Due to timing restrictions, existing data sources had to be used which proved difficult because (as in most normal origin-destination surveys), there were few long distance trips. The long distance model implementation had to be fitted-in to the existing TMfS model framework which covered trip generation, mode, destination, time period and park & ride choice for mainly short distance. The time frame for this development was an exceptionally short three months which placed difficult demands on its achievability.

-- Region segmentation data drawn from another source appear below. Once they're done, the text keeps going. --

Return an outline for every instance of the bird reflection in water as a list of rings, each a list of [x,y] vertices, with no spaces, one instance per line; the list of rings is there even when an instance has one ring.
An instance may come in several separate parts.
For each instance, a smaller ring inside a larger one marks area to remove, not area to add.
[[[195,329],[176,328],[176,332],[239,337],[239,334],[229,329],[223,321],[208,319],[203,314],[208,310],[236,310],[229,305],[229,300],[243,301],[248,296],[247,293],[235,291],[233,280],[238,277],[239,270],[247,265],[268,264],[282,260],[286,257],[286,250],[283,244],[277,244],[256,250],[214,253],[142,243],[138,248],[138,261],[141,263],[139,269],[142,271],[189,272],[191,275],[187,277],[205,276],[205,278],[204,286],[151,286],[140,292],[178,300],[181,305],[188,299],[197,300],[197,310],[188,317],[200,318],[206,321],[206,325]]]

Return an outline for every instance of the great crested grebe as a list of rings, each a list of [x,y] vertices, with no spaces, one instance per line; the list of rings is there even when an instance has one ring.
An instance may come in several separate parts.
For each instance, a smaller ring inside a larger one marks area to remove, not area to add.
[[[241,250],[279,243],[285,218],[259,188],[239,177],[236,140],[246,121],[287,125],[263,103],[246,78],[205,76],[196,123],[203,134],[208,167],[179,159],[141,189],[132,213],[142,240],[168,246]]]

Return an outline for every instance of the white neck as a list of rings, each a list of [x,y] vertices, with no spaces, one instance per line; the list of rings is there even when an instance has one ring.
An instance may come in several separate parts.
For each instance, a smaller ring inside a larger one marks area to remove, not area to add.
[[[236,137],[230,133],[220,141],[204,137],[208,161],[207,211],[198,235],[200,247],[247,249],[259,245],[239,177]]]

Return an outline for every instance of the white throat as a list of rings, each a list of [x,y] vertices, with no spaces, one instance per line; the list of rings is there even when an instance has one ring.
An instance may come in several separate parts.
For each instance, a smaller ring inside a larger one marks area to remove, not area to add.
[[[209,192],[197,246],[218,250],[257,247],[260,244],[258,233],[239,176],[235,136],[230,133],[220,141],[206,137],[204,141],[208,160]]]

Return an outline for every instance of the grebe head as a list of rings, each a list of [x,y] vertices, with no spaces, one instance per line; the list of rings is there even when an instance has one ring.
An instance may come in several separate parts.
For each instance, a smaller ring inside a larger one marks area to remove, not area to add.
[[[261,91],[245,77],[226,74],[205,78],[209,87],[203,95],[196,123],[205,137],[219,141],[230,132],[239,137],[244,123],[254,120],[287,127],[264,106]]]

This paper describes the discrete choice logit model estimation used to estimate nested mode and destination choice coefficients. Destination choice was nested within mode choice and the estimation including the coefficients of the destination choice utility function as well as the nesting (or logsum) coefficient for mode choice. In order to fit the long distance model into (short distance) TMfS, the utility functions had to be scaled using discrete choice estimation to match the short distance parts of the trip matrices. TMfS operates as an incremental model whereby the demand model pivots on the 'observed' trip matrices which had already been validated. The estimated long distance model was implemented within the TMfS run-time framework and its pivots re-calibrated ready for passing over to the A9/ A96 scheme consultants.

The areas of innovation in this paper include the estimation of long distance mode and destination choice model coefficients, logsum coefficients and scale parameters so as to dove-tail with the short distance part of TMfS their model implementation so as to solve a practical long distance scheme appraisal problem.